Support for the Six Nations protests came from as far afield as Sweden and Oaxaca, Mexico. The International Indian Treaty Council filed a notice with the U.N. High Commissioner on Human Rights and the Special Rapporteur on the Rights of Indigenous Peoples. E-mails and Web blogs provided intense coverage, as did Canadian national newspapers. Opposition parties raised questions in provincial and federal parliaments. But the mainstream media in the United States almost totally ignored the story.

Negotiations have raised several ideas for compensating the Six Nations Reserve of the Grand River for the disputed property, on which a local construction firm wanted to raise a housing sudivision called Douglas Creek Estates. The Native activists who occupied the site two months ago say the land was taken illegally from Reserve territory. According to an official of local radio station CKRZ-FM, provincial officials before the raid had offered 600 acres in several other locations but were turned down.

Immediately after the police raid, negotiators for the Six Nations offered a buyout of the property. Local developers John and Donald Henning, incorporated as Henco Industries, have told local papers they have invested $6 million in the tract and have partially completed 10 houses.

At last report, negotiations were in a lull as the provincial and federal governments promised to appoint new representatives empowered to make an agreement. The elected band council earlier voted to delegate its negotiating authority to the traditional Confederacy chiefs, a significant gesture of unity between the two rival governments.

After a marathon session on April 23 that ran to 4 a.m., Mohawk traditional chief Allen McNaughton told the Toronto Sun newspaper, ''It was a fruitful day. There's still a few issues we have to resolve, and they're not minor ones.''

The Douglas Creek protest, called a ''reclamation action'' by its leaders, has become the focal point for a series of long-festering complaints on land claims and the quality of aboriginal life. The Six Nations Reserve dates to the Haldimand Deed of 1784, awarded by the British Crown to its Haudenosaunee allies in the U. S. War of Independence. The original grant spanned six miles on either side of the Grand River from its source to its mouth in Lake Erie. It totaled 950,000 acres of some of the richest land in Ontario. Within 11 years, the British reduced the grant to 275,000 acres, starting a process that has left the Six Nations with less than 5 percent of the original grant.

The Douglas Creek site was taken by the colonial government in 1841, supposedly to build a plank road from Lake Ontario to Lake Erie, but the occupiers say it was improperly sold. (Plank Road, now Highway 6, runs in front of the tract and was blockaded by the protesters as of press time.) The Six Nations council entered the Plank Road Tract as an official land claim in 1987, four years before it was sold to Henco. It is one of 28 parcels that the Six Nations land claim research office says carry outstanding obligations from the British Crown.

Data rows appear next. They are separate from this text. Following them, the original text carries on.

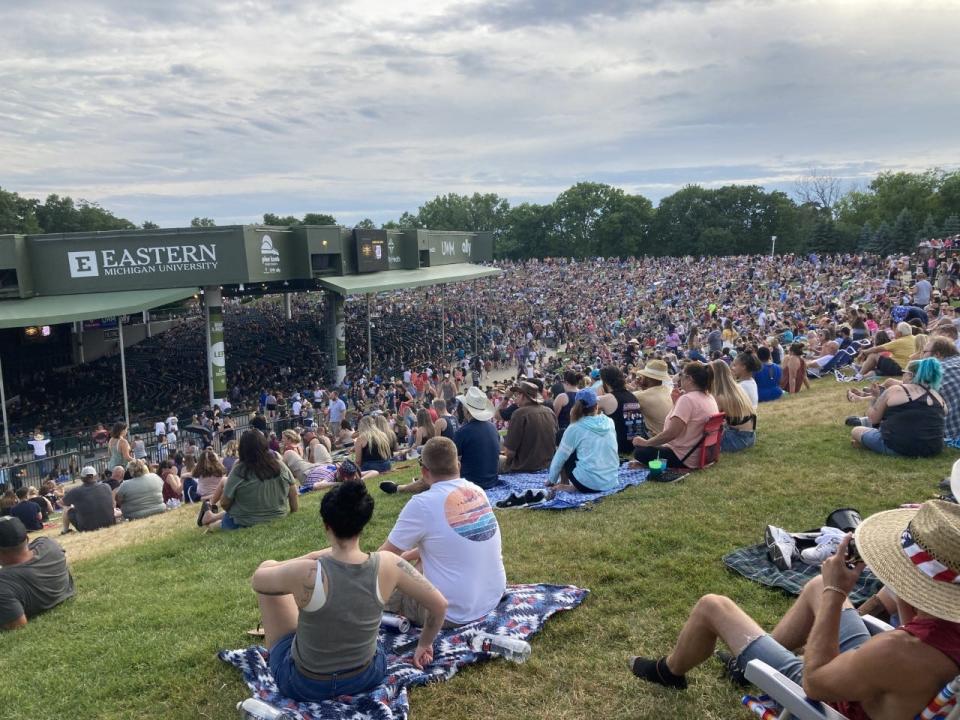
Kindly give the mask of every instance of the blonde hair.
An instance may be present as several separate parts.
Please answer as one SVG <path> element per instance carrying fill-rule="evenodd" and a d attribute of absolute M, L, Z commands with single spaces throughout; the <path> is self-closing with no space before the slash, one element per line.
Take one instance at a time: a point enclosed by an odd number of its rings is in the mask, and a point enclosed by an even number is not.
<path fill-rule="evenodd" d="M 237 457 L 237 451 L 240 446 L 236 440 L 231 440 L 226 445 L 223 446 L 223 456 L 224 457 Z"/>
<path fill-rule="evenodd" d="M 927 335 L 914 335 L 913 336 L 913 351 L 922 353 L 924 348 L 927 346 L 927 340 L 929 336 Z"/>
<path fill-rule="evenodd" d="M 130 473 L 130 477 L 132 478 L 146 475 L 147 465 L 143 460 L 131 460 L 127 463 L 127 472 Z"/>
<path fill-rule="evenodd" d="M 374 415 L 373 422 L 380 431 L 390 439 L 390 449 L 393 450 L 397 445 L 397 434 L 390 429 L 390 421 L 386 415 Z"/>
<path fill-rule="evenodd" d="M 390 436 L 377 427 L 376 420 L 370 415 L 364 415 L 357 423 L 357 439 L 362 440 L 366 447 L 376 450 L 380 457 L 390 457 Z"/>
<path fill-rule="evenodd" d="M 426 442 L 432 437 L 437 436 L 437 426 L 433 424 L 433 418 L 430 417 L 429 410 L 417 410 L 417 427 L 420 428 L 420 437 Z"/>
<path fill-rule="evenodd" d="M 750 398 L 733 377 L 733 372 L 723 360 L 710 363 L 713 368 L 713 383 L 710 394 L 717 401 L 720 412 L 728 418 L 748 418 L 754 414 Z"/>
<path fill-rule="evenodd" d="M 300 433 L 298 433 L 296 430 L 284 430 L 282 436 L 284 440 L 289 440 L 294 445 L 299 445 L 302 442 Z"/>
<path fill-rule="evenodd" d="M 437 476 L 452 477 L 459 475 L 457 465 L 457 446 L 453 440 L 442 436 L 427 440 L 420 455 L 424 467 Z"/>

Although the elected band council supports the claims, it did not initially back the Douglas Creek occupation, which has been led since Feb. 28 by the traditional clan mothers with support from the Confederacy chiefs. The colonial government tried to replace the traditional authorities with the elected government in 1924, but the two institutions have since led a parallel and often contentious coexistence. Their bitter disagreement over the occupation ended abruptly with the police raid, when the band council endorsed the Confederacy chief's leadership on the issue.